彼女の話にろくなものはないことを楓は瞬時に読み取ったらしかった。
さすが、毎日小夜のおもちゃにされているだけある。
「あ、安心していいよ。私は雨宮さんみたいなことはしないから……」
本気でビビる楓に、真嶋先生は優しく頭を撫で、よ~しよ~し……とまるで本物の母親のように楓をなだめている。彼女の中からあふれ出る母性に感化されたのか、しばらくすると楓の顔色も戻り、平静を取り戻したようだった。
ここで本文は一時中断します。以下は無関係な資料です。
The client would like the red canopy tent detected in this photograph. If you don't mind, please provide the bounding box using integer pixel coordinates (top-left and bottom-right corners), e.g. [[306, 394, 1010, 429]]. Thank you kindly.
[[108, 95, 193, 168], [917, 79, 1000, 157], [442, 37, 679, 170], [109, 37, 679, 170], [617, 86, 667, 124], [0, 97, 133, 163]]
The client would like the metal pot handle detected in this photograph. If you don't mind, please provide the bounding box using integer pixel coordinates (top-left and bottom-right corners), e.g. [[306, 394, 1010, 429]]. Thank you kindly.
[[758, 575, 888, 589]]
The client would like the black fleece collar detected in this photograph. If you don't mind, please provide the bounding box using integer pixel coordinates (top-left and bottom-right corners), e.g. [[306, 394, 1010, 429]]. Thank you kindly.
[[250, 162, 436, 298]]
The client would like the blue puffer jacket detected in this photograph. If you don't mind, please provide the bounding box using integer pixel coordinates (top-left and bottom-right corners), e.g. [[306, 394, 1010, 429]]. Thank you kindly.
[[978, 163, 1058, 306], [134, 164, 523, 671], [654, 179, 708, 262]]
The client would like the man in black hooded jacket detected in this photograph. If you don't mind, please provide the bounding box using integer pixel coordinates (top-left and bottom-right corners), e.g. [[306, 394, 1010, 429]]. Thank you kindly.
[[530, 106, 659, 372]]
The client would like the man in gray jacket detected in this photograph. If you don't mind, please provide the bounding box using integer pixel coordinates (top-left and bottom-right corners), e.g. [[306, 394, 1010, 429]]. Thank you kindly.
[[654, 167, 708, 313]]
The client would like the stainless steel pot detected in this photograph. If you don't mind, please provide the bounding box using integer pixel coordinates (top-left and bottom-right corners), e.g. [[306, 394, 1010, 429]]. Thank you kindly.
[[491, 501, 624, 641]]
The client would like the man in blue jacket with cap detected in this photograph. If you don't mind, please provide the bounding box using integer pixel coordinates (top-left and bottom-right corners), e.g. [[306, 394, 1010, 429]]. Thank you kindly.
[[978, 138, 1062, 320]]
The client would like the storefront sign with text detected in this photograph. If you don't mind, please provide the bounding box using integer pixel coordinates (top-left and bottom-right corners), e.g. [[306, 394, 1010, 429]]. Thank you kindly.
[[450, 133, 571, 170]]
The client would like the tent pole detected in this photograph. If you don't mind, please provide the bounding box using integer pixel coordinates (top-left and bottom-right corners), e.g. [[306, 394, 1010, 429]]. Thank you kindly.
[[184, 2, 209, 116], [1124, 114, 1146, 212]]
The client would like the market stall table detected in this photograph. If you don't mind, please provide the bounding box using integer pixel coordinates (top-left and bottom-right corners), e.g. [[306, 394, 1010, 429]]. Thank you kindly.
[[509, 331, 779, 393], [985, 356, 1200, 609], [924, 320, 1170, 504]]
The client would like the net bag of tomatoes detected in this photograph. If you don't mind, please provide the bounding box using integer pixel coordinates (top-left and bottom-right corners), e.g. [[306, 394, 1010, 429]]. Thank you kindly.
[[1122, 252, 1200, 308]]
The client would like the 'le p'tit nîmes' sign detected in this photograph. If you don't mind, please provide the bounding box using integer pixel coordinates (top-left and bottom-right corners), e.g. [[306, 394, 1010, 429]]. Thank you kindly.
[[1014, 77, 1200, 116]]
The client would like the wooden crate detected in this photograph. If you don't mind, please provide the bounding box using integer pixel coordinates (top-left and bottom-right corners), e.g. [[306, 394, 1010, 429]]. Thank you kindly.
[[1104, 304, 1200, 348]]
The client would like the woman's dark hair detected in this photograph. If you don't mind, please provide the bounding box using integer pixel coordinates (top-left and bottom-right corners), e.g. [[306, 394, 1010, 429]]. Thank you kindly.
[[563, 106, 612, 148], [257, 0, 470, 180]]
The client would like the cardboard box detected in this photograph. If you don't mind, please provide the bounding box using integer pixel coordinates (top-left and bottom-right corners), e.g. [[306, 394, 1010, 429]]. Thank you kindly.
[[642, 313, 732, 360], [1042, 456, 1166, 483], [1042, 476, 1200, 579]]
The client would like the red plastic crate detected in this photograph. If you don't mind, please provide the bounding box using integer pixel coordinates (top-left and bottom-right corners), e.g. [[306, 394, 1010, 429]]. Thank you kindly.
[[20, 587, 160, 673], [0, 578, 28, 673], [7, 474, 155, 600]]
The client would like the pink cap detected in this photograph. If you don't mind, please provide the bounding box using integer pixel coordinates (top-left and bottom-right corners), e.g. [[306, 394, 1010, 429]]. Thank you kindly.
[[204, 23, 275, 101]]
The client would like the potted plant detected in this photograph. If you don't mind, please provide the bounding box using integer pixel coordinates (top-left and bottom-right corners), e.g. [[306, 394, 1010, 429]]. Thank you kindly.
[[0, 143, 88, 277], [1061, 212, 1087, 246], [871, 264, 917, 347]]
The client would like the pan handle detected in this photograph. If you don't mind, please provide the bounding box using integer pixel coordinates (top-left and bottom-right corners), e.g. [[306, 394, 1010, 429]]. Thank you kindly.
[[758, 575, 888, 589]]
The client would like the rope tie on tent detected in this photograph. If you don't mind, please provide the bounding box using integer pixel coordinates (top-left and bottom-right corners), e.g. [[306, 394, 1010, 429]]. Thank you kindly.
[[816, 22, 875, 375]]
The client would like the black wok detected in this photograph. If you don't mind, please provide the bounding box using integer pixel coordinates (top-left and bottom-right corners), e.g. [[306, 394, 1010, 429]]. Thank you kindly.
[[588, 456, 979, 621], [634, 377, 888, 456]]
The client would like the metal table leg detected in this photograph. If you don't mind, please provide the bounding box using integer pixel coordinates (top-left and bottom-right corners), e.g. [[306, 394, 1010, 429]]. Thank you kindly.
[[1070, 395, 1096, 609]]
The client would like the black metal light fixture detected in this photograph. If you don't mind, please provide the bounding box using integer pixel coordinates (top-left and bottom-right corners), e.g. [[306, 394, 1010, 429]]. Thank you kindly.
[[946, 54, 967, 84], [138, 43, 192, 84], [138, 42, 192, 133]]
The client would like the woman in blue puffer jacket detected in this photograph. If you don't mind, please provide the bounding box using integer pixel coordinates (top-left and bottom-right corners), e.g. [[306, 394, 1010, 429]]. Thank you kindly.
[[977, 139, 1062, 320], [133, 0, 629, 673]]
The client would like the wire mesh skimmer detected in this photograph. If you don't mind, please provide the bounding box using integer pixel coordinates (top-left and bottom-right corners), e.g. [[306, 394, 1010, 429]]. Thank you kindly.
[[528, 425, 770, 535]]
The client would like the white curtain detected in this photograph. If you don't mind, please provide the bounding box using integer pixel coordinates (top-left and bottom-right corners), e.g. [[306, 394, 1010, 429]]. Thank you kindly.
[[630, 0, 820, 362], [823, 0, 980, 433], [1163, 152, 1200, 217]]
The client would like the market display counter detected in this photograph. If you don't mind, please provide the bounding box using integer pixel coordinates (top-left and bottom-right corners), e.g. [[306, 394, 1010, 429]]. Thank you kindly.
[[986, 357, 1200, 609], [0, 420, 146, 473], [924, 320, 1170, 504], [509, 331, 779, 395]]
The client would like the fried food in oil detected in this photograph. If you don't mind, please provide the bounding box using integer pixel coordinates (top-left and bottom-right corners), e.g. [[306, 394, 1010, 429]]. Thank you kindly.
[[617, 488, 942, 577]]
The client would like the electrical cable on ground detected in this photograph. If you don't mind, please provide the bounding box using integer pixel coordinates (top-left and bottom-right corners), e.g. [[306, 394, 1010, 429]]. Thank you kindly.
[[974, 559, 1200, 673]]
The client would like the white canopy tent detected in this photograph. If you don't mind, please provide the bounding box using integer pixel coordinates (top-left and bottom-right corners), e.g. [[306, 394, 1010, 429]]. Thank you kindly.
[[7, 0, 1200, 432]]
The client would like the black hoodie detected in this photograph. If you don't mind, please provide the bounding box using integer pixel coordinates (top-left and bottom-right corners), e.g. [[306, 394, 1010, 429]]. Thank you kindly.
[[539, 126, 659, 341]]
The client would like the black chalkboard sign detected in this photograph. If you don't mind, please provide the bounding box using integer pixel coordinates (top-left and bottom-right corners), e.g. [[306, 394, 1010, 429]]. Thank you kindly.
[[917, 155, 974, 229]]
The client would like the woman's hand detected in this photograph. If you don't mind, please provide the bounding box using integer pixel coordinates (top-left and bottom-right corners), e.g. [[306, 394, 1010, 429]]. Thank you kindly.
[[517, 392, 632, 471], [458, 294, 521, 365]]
「雨宮さん、小鳥遊さんをここまでビビらせるって……いつもどんなことしてるのよ?」
「一緒にじゃれ合ってるだけですっ☆」
またも舌を出しておどけたポーズをとる。
最近よくやるけど、それハマってんのかな……。
全然可愛くないんだけど。
むしろ俺のお前に対する憎たらしさが倍増するんだけど。
「さっきから私への評価がひどいわよ、遊馬?」
「さっきからじゃない、ずっとだ。そこ大事だから、今度から絶対間違えるなよ」
俺の小夜評がいつ良かったのか、俺も知りたいくらいだ。
「それじゃあ場のあったまってきたところで、そろそろ歓迎会を始めようかな」
みんなのまとめ役、凛様のかけ声と共に歓迎会が盛大にスタートした。